Dans le cadre du projet « Tonga mpo na bolamu ya mwana », mis en œuvre par le Bureau International des Droits des Enfants (IBCR) avec l’appui du Gouvernement de la République Démocratique du Congo et des Affaires mondiales Canada, un Forum d’idées consacré aux alternatives en rapport avec la détention des enfants s’est tenu à Kinshasa, ce vendredi 12 Décembre.
Cette rencontre a réuni les principaux acteurs étatiques, judiciaires, sociaux et de la société civile engagés dans la protection des droits de l’enfant.

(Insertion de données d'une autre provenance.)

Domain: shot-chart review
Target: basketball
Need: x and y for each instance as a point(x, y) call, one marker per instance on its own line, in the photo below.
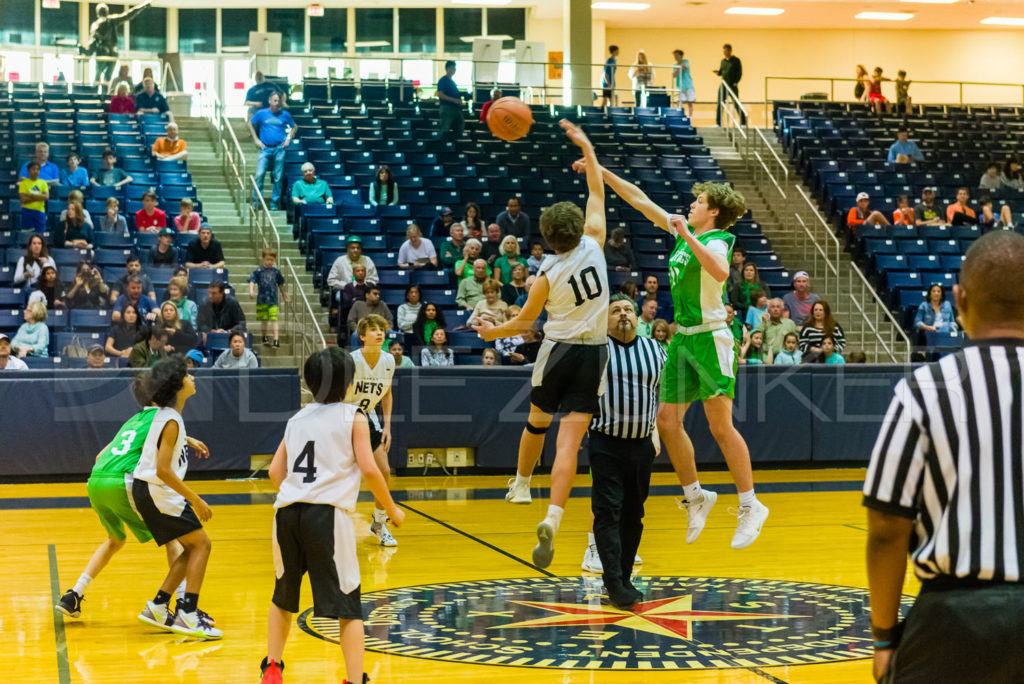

S’inscrivant dans la continuité du 5ᵉ Congrès mondial sur la Justice envers les enfants, ce forum avait pour objectif de promouvoir une justice réellement adaptée aux mineurs en RDC.
Les participants ont analysé les défis liés à l’application des mesures alternatives prévues par la loi portant Protection de l’enfant, identifié les obstacles institutionnels et formulé des propositions concrètes en vue de réduire le recours à la détention, considérée comme une mesure exceptionnelle.
Présent en RDC depuis 2015, l’IBCR accompagne le Gouvernement congolais dans la mise en œuvre effective des normes nationales et internationales relatives à la protection de l’enfant.

À l’ouverture des travaux, le Représentant pays, Mahamadi Oubda, a insisté sur la nécessité de dépasser le cadre juridique existant pour traduire les droits de l’enfant en réalités tangibles sur le terrain : « La loi existe, les dispositions existent. Le véritable défi est de savoir comment concrétiser ce qui est écrit afin que les droits de l’enfant cessent d’être théoriques », a-t-il souligné, appelant les participants à formuler des recommandations opérationnelles.

Intervenant au cours du forum, Laurent kidinda kizeza, Chef de division aux Affaires sociales à la Direction intervention sociale pour la protection de l’enfant ( DISPE), a salué l’initiative de l’IBCR, qu’il a qualifiée de renforcement du système national de protection de l’enfant.
Il a mis en avant le rôle de partenaire stratégique joué par l’IBCR auprès du Gouvernement, notamment à travers la mise en œuvre conjointe dudit projet avec le Ministère du Genre, famille et enfant.
Il a en outre appelé l’ensemble des acteurs, étatiques comme non étatiques, à une mobilisation accrue et à une meilleure coordination des efforts pour améliorer durablement la condition des enfants en situation difficile.

Pour sa part, Marie Pembe Afoumba, Cheffe de division à la Direction de la protection de l’enfant au sein du Ministère du Genre, famille et enfant, a souligné l’importance des résolutions issues de ce forum pour les praticiens du secteur.
Selon elle, ces recommandations permettront de renforcer l’usage des alternatives liées à la détention, reconnues comme primordiales pour la préservation de l’intérêt supérieur de l’enfant congolais.
Elle a particulièrement insisté sur la nécessité de redynamiser les Comités de médiation auprès des tribunaux pour enfants. Ces structures, à l’en croire, jouent un rôle central dans la prise en charge des faits jugés bénins, tels que les petits vols ou les altercations entre mineurs.
La standardisation des outils, des procédures et des méthodes de travail à l’échelle nationale apparaît, pour Marie Membre, comme une condition essentielle pour garantir une médiation efficace, éducative et respectueuse des droits de l’enfant.

Organisé en cinq groupes de travail, le Forum a permis aux participants de formuler plusieurs recommandations visant à améliorer la coordination des acteurs, renforcer les capacités institutionnelles et assurer une application effective des mesures alternatives prévues par la loi.
Somme toute, ces propositions devraient contribuer à promouvoir une justice plus humaine, éducative et adaptée aux enfants en conflit avec la loi en République Démocratique du Congo.